Hitting the books: Composting!
Winters on the tiny farm have always been a time for research and a bit of book learning. My first two seasons were crazy for reading, especially the winter before Year 1, when I had four months to pick up enough, from zero knowledge, using books and the Net, to map out the initial one-acre plot, order seed, get some gear, and “pass” the initial organic certification inspection, in order to start the market garden that spring. That was fun!
Over the last six years, though, a curious thing happened. My original urge to find out how everything worked, to soak up endless technical detail, full of labels and scientific explanations, died down quite a bit—often I’d rather watch a squash decay than read about it…

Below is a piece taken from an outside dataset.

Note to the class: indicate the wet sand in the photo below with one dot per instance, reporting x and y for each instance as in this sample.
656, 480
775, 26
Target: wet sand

It seemed more fun to find specific, practical solutions on the farm: how to fix this or improve that. At the same time, I’ve become more and more aware of the growing process as a whole (and really, how relatively little I have to do with it…), not so concerned about its parts. It’s a little hard to explain, though real easy to feel. Maybe it’s just…a phase!
MEANWHILE, this year, Year 7, is a bit of a shake-up. Compared to the old farm, the new farm is pretty bare-bones. One big change: I don’t have the tons of well-aged, almost completely composted cow manure that was available there.
Every year, I made manure-based compost in 50′ (15m) windrows, incorporating crop residue and culled veggies, turning it with the tiny tractor, checking it out, but it wasn’t CRITICAL to fertility. A fall spreading of fine, on-farm, composted manure always did the trick!
Now, with no on-farm animals yet (chickens to come first!), and no prospect of generating huge amounts of manure, compost that relies more on plant sources will be my new friend. Composting and green manure are on my mind.
New necessities require…new learning! So along with everything else over the last 2-3 months, there’s been a more intense hitting of the books, thinking over, chatting, scouring the Net. It’s not exactly like starting over, but it’s definitely…FRESH. I’m excited. More as it happens!